If you do not follow battery tech news, this is something some researchers are still trying to achieve. When they eventually do, they say these batteries will take some years to reach production.
To give you an idea of what this represents, the Tesla Model 3 battery pack is considered as one of the best available for EVs. In January, Jack Rickard disassembled one and said its 2170 cells had a 247 Wh/kg energy density.
If it could have 500 Wh/kg all of a sudden, you would have a car that could travel double the current distances. If a Model 3 Long Range goes 310 mi, it could suddenly go 620 mi or even a little more than that.
What would this represent to electric pickup trucks? That would have a massive impact on everything that is being done today. That’s why we need more evidence that this is for real before celebrating anything. Unfortunately, Nikola did not provide that so far. Instead, it has pushed even bolder claims.

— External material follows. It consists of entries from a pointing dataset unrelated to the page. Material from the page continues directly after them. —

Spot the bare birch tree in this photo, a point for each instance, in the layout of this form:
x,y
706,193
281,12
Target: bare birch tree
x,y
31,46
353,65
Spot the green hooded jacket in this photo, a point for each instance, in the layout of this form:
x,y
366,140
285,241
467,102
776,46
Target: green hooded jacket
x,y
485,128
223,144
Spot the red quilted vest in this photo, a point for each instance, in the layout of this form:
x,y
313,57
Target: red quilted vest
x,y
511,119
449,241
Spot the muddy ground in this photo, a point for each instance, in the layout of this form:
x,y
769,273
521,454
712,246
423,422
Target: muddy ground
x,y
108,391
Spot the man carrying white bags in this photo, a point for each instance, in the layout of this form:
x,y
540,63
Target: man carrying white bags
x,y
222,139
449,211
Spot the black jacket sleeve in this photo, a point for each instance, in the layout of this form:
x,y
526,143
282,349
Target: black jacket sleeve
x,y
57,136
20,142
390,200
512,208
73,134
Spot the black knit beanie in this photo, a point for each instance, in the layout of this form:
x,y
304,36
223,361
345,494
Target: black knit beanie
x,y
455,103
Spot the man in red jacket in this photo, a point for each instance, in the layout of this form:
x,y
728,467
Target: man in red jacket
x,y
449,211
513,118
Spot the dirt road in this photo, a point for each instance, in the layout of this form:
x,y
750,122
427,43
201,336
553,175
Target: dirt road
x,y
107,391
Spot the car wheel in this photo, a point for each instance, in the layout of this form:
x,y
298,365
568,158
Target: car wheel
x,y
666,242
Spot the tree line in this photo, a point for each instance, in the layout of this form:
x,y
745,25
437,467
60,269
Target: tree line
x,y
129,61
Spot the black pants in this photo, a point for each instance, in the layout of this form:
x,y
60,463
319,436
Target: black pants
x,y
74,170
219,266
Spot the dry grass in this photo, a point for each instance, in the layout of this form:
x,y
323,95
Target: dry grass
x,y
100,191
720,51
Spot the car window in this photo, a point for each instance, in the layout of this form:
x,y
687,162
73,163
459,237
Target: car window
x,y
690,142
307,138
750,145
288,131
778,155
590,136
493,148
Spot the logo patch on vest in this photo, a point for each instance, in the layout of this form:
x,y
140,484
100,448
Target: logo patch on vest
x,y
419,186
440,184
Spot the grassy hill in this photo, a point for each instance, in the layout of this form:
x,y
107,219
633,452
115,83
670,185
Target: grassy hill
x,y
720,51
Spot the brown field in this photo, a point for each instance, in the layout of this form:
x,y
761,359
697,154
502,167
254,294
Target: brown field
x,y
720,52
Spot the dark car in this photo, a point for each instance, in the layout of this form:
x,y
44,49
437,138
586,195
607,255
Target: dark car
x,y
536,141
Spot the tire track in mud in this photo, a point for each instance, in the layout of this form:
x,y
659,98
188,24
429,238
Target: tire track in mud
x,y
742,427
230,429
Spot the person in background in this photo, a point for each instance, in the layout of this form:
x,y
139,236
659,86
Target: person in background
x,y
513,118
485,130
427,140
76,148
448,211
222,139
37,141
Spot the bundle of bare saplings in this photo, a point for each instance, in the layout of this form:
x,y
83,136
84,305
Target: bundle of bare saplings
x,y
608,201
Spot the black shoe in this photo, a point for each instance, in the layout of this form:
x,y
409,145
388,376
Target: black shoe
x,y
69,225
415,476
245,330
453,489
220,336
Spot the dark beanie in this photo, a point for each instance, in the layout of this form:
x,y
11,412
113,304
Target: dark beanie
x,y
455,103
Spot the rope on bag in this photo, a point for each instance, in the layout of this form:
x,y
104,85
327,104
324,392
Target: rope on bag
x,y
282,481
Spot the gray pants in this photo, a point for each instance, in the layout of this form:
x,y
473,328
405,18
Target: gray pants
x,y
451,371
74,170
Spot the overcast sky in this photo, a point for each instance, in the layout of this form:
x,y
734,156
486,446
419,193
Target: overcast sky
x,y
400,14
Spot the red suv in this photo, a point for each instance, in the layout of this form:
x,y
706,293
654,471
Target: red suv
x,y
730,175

According to the release, this prototype battery would cost 50 percent less of what a Li-ion battery requires. That makes us wonder what materials this battery uses. Sulfur? Selenium? Why is it so much cheaper?
Nikola Motors does not clarify that, but it is certainly something different, probably without lithium. It would be “environmentally friendly,” “easy to recycle,” and not “toxic.” That is perhaps why the company says it wants to share the tech with other OEMs.
The only case we have seen of an automaker sharing its tech with others for free was Volvo charging nothing for the three-point seatbelt. It could have made a fortune with royalties, but it preferred to save millions of lives.
Nikola Motors’ technology promises to save the environment, but can it really do that? Apparently, Nikola’s generosity is more a way to join forces to make this happen faster – with proper funding – than any environmental concern. The only technical detail the company provides is this one:
Nikola prototype cell is the first battery that removes binder material and current collectors, enabling more energy storage within the cell. It is also expected to pass nail penetration standards, thus reducing potential vehicle fires.
The company also mentions it will be the first “free-standing electrode automotive battery,” but that does not help much in figuring out what it is. Nikola is in talks with “a world-class battery engineering team to help bring the new battery to pre-production.”
Did this team develop the revolutionary cells? Or was it a Nikola development? None of this is apparent at this point, so we are left just with the promises of what it could make. That said, we prefer to be skeptical until Nikola shows us something more concrete.
If the company is willing to share the tech with other automakers, it will surely not mind sharing it with us before Nikola World 2020. If it doesn’t, and the only thing it intends to present a year from now is a prototype battery, it will not hurt to wait to believe any of these bold claims. Wouldn’t it be amazing if they were true?